A protocol for syscalls in Whitespace, similar to PipeVM (though conceived independently).
Suppose we have the following syscalls:
fn sys_open(path: &str) -> (fd: int);
fn sys_read(fd: int, addr: int, len: int) -> (n: int);
fn sys_write(fd: int, buf: &str) -> (n: int);
They could be expressed in Whitespace as follows:
const SYS_OPEN = 1;
const SYS_READ = 2;
const SYS_WRITE = 2;
const TMP_ADDR = 0;
fn sys_open(path: &str) -> (fd: int) {
printc(SYS_OPEN);
printi(path.len());
for ch in path {
printc(ch);
}
readi(TMP_ADDR);
return retrieve(TMP_ADDR);
}
fn sys_read(fd: int, addr: int, len: int) -> (n: int) {
printc(SYS_READ);
printi(fd);
printi(len);
readi(TMP_ADDR);
let n = retrieve(TMP_ADDR);
for (let p = addr; p < addr + n; p++) {
readc(p);
}
return n;
}
fn sys_write(fd: int, buf: &str) -> (n: int) {
printc(SYS_WRITE);
printi(fd);
printi(buf.len());
for ch in buf {
printc(ch);
}
readi(TMP_ADDR);
return retrieve(TMP_ADDR);
}
Multiple variants of sys_open
could be provided with different styles of
strings for the parameter.
When the program is compiled in UTF-8 mode, int-based I/O needs to be used. In byte mode, char-based I/O can be used.
If the tags are encoded in the Unicode private use area, it’s unlikely that user programs would use them; however, the encoding would be more expensive.

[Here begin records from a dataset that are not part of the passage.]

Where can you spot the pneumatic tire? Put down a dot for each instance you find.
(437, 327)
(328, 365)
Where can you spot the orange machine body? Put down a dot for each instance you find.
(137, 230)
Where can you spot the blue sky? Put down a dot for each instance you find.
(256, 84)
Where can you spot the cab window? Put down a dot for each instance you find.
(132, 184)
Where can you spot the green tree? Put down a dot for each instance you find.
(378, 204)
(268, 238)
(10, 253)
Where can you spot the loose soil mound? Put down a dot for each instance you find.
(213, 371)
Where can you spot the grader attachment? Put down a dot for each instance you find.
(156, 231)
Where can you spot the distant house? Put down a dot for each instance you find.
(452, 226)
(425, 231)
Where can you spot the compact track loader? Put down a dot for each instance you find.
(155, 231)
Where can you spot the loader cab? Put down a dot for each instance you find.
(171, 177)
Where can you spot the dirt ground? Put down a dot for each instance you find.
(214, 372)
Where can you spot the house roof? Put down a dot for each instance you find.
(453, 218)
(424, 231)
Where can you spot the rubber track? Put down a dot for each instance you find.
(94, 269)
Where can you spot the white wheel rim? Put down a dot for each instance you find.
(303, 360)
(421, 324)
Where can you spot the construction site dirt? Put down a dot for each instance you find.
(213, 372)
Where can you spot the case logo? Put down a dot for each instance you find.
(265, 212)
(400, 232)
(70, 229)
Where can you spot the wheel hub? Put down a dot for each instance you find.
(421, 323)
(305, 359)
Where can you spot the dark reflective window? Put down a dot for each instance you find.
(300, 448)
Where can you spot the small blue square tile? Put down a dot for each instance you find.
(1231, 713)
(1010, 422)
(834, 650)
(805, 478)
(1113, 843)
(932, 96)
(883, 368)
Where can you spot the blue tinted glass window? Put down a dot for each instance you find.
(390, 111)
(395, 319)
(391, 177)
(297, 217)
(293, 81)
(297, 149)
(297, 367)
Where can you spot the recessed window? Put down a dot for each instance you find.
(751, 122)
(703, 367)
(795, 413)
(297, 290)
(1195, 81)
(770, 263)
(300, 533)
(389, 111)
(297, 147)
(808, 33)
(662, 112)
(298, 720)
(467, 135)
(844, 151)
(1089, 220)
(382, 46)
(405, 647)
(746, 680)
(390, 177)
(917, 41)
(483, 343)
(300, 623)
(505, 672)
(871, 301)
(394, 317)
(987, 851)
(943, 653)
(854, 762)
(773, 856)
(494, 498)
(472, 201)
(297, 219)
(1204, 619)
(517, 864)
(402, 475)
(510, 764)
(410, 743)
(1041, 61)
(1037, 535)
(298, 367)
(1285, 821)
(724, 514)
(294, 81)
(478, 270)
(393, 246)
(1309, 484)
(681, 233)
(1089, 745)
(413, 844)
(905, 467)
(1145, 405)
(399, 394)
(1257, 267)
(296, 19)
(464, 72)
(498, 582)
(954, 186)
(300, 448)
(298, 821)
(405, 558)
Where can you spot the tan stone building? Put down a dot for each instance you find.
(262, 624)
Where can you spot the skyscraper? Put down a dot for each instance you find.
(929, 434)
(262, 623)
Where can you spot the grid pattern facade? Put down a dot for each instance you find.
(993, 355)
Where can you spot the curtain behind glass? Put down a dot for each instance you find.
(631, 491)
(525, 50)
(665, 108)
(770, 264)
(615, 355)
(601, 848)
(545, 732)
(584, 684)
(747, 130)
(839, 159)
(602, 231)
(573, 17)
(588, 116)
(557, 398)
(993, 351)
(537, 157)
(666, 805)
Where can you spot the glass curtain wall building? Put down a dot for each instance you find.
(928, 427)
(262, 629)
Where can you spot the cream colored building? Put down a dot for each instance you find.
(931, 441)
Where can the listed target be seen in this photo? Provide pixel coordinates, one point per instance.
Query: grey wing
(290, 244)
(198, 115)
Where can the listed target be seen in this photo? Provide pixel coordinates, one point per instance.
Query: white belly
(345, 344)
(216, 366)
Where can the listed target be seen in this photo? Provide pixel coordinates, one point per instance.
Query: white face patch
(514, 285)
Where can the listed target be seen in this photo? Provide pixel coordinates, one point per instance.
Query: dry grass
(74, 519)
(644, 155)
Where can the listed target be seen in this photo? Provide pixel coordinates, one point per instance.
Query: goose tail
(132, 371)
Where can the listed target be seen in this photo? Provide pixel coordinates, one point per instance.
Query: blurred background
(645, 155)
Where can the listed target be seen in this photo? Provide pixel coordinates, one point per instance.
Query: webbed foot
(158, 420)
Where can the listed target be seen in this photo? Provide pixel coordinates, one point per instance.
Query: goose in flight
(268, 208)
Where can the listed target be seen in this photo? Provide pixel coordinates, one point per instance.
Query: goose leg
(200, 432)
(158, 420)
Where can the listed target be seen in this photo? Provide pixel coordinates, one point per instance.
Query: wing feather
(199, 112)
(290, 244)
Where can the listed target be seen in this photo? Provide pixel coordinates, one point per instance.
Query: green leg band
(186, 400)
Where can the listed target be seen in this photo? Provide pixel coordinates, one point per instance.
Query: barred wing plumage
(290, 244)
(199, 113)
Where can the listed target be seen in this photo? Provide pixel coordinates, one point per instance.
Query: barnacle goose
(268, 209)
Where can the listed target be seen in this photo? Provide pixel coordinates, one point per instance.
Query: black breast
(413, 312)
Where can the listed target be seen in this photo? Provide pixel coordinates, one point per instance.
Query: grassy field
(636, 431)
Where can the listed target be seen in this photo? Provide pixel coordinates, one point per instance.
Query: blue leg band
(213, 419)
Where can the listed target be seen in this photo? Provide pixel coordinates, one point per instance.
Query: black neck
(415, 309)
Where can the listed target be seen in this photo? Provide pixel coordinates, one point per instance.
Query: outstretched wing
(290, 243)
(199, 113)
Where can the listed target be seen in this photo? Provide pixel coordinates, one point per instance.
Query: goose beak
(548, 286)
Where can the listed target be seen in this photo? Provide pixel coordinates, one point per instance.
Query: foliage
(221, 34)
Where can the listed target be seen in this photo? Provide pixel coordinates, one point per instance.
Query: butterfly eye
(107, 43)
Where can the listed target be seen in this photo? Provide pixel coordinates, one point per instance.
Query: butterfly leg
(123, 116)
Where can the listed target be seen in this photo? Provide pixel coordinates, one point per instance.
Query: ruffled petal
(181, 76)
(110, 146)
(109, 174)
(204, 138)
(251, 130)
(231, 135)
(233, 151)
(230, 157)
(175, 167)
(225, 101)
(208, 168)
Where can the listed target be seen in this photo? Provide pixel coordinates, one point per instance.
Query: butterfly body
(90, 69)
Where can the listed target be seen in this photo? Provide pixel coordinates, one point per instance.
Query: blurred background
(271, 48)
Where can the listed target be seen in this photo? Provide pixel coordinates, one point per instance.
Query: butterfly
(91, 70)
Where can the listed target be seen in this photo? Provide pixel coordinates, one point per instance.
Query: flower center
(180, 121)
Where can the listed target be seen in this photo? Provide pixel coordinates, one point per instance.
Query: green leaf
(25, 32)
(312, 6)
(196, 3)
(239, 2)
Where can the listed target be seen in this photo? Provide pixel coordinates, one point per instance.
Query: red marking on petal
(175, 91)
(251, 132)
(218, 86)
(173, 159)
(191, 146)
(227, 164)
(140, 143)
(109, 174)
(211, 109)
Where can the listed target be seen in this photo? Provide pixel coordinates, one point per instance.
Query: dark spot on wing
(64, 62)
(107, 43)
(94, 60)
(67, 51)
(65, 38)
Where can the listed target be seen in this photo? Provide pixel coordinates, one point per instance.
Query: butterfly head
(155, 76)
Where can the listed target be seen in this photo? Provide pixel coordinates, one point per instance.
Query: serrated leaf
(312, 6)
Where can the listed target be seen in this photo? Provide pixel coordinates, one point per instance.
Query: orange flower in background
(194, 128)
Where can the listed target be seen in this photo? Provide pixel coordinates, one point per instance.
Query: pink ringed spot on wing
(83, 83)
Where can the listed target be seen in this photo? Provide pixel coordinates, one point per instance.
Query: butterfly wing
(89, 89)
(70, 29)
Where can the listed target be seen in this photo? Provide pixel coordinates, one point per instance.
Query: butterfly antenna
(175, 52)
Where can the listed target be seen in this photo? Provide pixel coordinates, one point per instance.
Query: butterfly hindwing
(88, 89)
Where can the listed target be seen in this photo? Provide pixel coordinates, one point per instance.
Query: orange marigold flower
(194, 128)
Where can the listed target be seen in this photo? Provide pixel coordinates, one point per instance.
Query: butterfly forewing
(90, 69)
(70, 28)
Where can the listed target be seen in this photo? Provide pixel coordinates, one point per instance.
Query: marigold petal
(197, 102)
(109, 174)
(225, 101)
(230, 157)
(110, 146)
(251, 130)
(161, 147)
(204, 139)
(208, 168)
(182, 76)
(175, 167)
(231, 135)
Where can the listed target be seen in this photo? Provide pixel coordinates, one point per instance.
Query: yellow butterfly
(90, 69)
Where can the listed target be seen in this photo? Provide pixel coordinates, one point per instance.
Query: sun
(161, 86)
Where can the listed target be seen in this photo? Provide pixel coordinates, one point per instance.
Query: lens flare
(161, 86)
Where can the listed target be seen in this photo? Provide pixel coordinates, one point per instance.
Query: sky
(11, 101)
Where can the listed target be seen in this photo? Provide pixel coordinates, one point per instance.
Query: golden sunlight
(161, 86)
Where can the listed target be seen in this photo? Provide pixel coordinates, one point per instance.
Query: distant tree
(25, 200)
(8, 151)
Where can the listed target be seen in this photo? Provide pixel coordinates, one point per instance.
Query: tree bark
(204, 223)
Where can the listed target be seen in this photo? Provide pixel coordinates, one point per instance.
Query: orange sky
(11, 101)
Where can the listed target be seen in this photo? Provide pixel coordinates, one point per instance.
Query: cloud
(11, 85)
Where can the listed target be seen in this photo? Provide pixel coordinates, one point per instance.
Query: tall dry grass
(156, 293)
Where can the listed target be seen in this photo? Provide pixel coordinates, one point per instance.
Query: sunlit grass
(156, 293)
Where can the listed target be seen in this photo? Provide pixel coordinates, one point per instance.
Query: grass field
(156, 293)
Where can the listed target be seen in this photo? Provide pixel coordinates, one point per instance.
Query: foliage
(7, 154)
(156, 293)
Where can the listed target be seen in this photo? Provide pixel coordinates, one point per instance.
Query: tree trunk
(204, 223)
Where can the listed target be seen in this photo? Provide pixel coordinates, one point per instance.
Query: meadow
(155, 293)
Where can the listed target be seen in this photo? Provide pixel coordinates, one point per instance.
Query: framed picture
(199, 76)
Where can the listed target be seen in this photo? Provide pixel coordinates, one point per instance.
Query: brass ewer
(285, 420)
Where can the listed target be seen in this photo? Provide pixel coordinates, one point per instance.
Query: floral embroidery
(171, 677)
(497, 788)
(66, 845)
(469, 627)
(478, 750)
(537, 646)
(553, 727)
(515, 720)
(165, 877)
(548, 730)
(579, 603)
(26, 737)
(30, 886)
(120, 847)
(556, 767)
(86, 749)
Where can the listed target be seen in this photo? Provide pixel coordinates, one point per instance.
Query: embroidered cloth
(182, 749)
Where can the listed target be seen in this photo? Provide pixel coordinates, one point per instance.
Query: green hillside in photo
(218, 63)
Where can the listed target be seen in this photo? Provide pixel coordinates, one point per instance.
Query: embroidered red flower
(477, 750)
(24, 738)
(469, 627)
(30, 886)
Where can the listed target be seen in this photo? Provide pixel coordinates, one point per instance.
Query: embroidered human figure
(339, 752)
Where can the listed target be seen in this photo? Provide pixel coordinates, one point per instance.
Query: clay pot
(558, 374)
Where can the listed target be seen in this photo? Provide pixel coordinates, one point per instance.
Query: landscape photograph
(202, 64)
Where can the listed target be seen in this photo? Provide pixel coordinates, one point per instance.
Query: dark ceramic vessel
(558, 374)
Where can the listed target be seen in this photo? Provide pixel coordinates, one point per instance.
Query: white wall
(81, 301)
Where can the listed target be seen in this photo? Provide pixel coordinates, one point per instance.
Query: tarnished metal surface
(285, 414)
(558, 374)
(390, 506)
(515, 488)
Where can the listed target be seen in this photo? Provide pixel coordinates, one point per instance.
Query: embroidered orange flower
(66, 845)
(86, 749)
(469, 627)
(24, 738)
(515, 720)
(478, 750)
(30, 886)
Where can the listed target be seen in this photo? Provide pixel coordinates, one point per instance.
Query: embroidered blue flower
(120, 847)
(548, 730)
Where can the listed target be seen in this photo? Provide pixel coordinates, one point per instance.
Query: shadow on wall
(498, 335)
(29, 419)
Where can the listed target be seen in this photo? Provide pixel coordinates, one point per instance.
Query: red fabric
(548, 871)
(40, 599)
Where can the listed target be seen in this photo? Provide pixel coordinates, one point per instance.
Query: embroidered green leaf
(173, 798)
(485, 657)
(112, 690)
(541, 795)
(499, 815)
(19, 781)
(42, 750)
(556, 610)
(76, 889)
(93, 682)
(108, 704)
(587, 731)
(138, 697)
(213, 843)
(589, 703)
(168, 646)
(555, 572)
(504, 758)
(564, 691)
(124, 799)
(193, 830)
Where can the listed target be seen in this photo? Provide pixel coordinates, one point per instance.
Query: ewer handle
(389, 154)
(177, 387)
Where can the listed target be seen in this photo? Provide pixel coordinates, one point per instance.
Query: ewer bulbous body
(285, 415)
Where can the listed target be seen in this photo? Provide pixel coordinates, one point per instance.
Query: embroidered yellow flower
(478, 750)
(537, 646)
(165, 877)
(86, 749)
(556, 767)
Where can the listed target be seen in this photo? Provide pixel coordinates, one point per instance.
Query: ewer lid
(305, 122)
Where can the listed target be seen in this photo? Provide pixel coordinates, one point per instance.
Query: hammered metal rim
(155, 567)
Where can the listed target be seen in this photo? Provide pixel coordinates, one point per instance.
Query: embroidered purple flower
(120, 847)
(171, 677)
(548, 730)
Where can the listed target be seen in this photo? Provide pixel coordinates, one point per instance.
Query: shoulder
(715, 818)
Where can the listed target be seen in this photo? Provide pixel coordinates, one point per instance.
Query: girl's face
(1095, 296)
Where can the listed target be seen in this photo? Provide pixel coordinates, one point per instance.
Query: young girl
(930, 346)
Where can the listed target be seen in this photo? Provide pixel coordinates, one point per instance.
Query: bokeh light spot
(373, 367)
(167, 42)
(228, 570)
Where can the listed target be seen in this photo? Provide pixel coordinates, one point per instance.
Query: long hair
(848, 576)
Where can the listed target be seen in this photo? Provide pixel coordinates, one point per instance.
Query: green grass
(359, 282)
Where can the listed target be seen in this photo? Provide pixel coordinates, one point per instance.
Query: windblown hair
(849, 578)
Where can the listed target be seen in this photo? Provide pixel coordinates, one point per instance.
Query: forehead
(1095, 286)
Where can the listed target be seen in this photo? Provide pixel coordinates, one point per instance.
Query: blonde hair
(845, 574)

If the user cannot call builtin I/O commands (e.g., they are compiled as syscalls), then analysis is easy. Each syscall is atomic.
If the user can initiate syscalls by hand, then analysis is more complicated. A state value, tracking what has been passed over the protocol, needs to be maintained.
It has the following states:
digraph states {
start -> open0 [label="printc SYS_OPEN"];
open0 -> open1 [label="printi len"];
open1 -> open1 [label="printc ch (len times)"];
open1 -> open2 [label="readi n"];
open2 -> start [label="ε"];
start -> read0 [label="printc SYS_READ"];
read0 -> read1 [label="printi fd"];
read1 -> read2 [label="printi len"];
read2 -> read3 [label="readi n"];
read3 -> read3 [label="readc (n times)"];
read3 -> start [label="ε"];
start -> write0 [label="printc SYS_WRITE"];
write0 -> write1 [label="printi fd"];
write1 -> write2 [label="printi len"];
write2 -> write2 [label="printc ch (len times)"];
write2 -> write3 [label="readi n"];
write3 -> start [label="ε"];
}
Modeled something like this (with abstract values):
enum SysState {
Start,
OpenStart,
OpenWithLen(Value),
OpenWithChars(Value, Vec<Value>),
ReadStart,
ReadWithFd(Value),
ReadWithLen(Value, Value),
ReadWithN(Value, Value, Value),
ReadWithChars(Value, Value, Value, Vec<Value>),
WriteStart,
WriteWithFd(Value),
WriteWithLen(Value, Value),
WriteWithChars(Value, Value, Vec<Value>),
WriteWithN(Value, Value, Vec<Value>, Value),
}
Then rewrite rules can target these states. If an invalid transition occurs, the code is replaced with the corresponding error that would be made by the driver. Sub-instructions for multiple syscalls cannot be interleaved, because doing so would be incomprehensible to the driver.
For arbitrary user implementations of these syscalls, a loop analysis would need to transform the sequence of prints into a buffer.
egglog-ish rewrites:
(printc SYS_OPEN Start) ==> (sys-open-part0 Start)
(printi ?len (sys-open-part0 ?st)) ==> (sys-open-part1 ?len ?st)
(counted-loop
?len ; iterations
[(sys-open-part1 ?len ?st)] ; initial IVs
; loop body, taking IV inputs and producing IV outputs
(region (?st2) (printc 42 ?st2))
)
==> (sys-open-part2 [42, 42, ..., 42] ?st)
(readi ?n-addr (sys-open-part2 ?buf ?st)) ==> (sys-open ?buf ?n-addr ?st)
(printc SYS_READ Start) ==> (sys-read-part0 Start)
; …
(printc SYS_WRITE Start) ==> (sys-write-part0 Start)
; …
It would be nice to be able to write egglog rewrite patterns as exhaustive matches, instead of individual cases. How would this affect join ordering?